1. A preparation of encapsulated bioavailable chelating agents comprised of the following ingredients:

a) one or more members selected from a first group consisting of: R-(+)-.alpha.-lipoic acid, S-(−)-.alpha-lipoic acid, R/S-.alpha.-lipoic acid, R/S-.gamma.-lipoic acid, other isomers of alpha lipoic acid, dihydrolipoic acid or DHLA, animal and vegetable oils, hydrocarbon oils, ester oils, silicone oils, higher fatty acids, higher alcohols, sunscreening agents, vitamins, and ferulic acid; wherein at least 10% of said one or more members from said first group is in microspheres or liposomes; and

b) one or more members selected from a second group consisting of: EDTA, EGTA, DPTA, TTHA, HEDHA, NOTA, DOTA, HEDTA, other polyaminopolycarboxylic acids, iminodiacetic acid (IDA), cyclam, penicillamine, dimercaptosuccinic acid, tartrate, thiomalic acid, crown ethers, nitrilotriacetatic acid (NTA), 3,6-dioxaoctanedithioamide, 3,6-dioxaoctanediamide, salicyladoximine, dithio-oxamide, 8-hydroxyquinoline, cupferron, 2,2′-thiobis(ethyl acetoacetate), 2,2′-dipyridyl, and derivatives thereof; wherein at least 1% of said one or more members from said second group is in microspheres or liposomes; wherein at least 10% of said one or more members from said second group is in microspheres or liposomes; and

c) one or more members selected from a third group consisting of: lecithin, phophatidylcholine, phosphatidylserine, phosphatidylethanolamine, dilinoleylphosphatidylcholine, lysolipids, dipalmitoylphosphatidylcholine, distearoylphosphatidylcholine, phosphatidylcholine, phosphatidic acid, sphingomyelin, cholesterol, cholesterol sulfate, cholesterol hemisuccinate, tocopherol hemisuccinate, phosphatidylethanolamine, phosphatidylinositol, fatty acids, palmitic acid, stearic acid, oleic acid, linolenic acid, limoleic acid, glycosphingolipids, glucolipids, glycolipids, sulphatides, lipids bearing sulfonated mono-, di-, oligo- or polysaccharides, lipids with ether and ester-linked fatty acids, triglycerides, lipoproteins, cholesterol, and other lipids or polymerized lipids; wherein at least 10% of said one or more members from said third group is in microspheres or liposomes; and

wherein said or more members selected from said first group, and said or more members selected from said second group members, and said or more members selected from said third group have been admixed and subjected to a procedure to create micropsheres or liposomes.

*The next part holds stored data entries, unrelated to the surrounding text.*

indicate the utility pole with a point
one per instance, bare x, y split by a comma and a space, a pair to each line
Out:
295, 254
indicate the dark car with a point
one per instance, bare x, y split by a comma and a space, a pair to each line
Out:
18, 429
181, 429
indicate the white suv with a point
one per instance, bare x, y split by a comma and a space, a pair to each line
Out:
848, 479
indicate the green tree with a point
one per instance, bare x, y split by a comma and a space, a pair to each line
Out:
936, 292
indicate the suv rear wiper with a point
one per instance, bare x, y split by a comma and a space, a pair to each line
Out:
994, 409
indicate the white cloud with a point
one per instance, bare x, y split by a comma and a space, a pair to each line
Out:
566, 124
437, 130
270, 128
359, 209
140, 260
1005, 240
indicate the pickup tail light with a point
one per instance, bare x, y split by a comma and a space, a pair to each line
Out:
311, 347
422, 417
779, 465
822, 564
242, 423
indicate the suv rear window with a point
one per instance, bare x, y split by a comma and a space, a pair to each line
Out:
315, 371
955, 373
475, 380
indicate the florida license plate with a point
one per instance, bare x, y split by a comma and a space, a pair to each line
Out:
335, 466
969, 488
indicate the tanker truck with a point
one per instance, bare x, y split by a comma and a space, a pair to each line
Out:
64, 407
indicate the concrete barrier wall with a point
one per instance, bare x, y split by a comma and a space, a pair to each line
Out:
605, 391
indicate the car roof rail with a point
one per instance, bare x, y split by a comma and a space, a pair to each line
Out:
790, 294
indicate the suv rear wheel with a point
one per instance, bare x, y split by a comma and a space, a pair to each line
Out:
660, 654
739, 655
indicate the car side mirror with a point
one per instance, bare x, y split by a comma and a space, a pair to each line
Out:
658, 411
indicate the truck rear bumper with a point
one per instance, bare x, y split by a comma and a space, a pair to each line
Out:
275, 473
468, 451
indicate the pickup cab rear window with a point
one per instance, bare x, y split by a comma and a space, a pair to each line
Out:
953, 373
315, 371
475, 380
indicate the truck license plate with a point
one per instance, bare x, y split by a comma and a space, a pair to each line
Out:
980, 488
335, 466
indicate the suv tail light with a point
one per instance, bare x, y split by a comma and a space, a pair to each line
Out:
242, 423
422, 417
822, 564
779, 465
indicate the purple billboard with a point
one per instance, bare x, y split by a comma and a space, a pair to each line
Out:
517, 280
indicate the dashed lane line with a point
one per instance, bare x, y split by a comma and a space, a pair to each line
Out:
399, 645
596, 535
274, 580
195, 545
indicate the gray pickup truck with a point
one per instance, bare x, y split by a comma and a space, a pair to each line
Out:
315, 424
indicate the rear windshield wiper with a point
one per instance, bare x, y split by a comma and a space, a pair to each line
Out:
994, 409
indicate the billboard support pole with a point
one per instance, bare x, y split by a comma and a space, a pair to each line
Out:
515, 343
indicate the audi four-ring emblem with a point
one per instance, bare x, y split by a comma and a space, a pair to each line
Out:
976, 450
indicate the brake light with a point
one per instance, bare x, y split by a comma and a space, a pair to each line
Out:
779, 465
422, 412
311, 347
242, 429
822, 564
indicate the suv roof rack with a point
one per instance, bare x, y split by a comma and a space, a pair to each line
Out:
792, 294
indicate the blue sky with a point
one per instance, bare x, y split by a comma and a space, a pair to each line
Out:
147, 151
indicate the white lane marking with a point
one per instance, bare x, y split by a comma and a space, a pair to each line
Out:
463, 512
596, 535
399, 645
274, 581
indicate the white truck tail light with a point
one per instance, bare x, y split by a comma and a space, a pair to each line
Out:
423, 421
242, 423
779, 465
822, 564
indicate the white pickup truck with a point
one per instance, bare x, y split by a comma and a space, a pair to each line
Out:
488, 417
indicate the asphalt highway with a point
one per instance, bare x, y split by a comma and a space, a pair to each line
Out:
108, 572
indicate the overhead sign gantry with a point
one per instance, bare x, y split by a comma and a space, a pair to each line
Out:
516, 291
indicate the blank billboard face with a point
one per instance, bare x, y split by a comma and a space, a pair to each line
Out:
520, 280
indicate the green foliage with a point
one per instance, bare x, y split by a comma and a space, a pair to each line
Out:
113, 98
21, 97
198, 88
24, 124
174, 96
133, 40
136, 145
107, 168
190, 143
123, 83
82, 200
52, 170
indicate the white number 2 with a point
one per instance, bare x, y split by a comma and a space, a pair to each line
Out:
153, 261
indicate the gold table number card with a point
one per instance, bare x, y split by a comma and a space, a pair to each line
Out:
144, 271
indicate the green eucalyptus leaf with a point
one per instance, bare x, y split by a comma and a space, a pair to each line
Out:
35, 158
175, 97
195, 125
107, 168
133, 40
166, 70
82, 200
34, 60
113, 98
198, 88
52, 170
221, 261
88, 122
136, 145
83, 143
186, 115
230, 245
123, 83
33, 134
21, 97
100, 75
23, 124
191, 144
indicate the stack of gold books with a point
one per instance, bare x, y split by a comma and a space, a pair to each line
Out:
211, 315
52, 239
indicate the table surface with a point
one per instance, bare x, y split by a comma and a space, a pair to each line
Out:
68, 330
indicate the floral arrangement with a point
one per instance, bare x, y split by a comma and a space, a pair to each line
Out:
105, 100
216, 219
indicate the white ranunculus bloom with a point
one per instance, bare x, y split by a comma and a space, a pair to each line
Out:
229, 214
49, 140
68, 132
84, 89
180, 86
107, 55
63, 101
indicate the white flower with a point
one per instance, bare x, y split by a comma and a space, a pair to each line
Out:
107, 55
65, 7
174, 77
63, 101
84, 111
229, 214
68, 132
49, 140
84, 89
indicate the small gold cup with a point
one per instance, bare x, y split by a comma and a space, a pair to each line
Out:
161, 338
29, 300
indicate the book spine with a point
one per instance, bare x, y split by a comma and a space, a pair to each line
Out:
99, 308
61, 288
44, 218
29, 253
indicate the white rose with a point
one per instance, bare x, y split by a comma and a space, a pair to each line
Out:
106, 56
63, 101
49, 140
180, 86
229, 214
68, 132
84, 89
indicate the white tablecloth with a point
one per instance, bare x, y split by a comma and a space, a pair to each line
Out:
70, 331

2. A preparation of encapsulated bioavailable chelating agents comprised of the following ingredients:

a) one or more members selected from a first group consisting of: R-(+)-.alpha.-lipoic acid (substantially enantiomerically pure), S-(−)-.alpha.-lipoic acid (substantially enantiomerically pure), R/S-.alpha.-lipoic acid (racemic mixture), R/S-.gamma.-lipoic acid (racemic mixture), other isomers of alpha lipoic acid, derivatives of alpha lipoic acid (such dihydrolipoic acid or DHLA); wherein at least 25% of said one or more members from said first group is in microspheres or liposomes; and

b) one or more members selected from a second group consisting of: EDTA, EGTA, DPTA, TTHA, HEDHA, NOTA, DOTA, HEDTA, other polyaminopolycarboxylic acids, iminodiacetic acid (IDA), cyclam, penicillamine, dimercaptosuccinic acid, tartrate, thiomalic acid, crown ethers, nitrilotriacetatic acid (NTA), 3,6-dioxaoctanedithioamide, 3,6-dioxaoctanediamide, salicyladoximine, dithio-oxamide, 8-hydroxyquinoline, cupferron, 2,2′-thiobis(ethyl acetoacetate), 2,2′-dipyridyl; wherein at least 25% of said one or more members from said second group is in microspheres or liposomes; and

c) one or more members selected from a third group consisting of: lecithin, phophatidylcholine, phosphatidylserine, phosphatidylethanolamine, dilinoleylphosphatidylcholine, lysolipids, dipalmitoylphosphatidylcholine, distearoylphosphatidylcholine, phosphatidylcholine, phosphatidic acid, sphingomyelin, cholesterol, cholesterol sulfate, cholesterol hemisuccinate, tocopherol hemisuccinate, phosphatidylethanolamine, phosphatidylinositol, palmitic acid, stearic acid, oleic acid, linolenic acid, linoleic acid; wherein at least 25% of said one or more members from said third group is in microspheres or liposomes.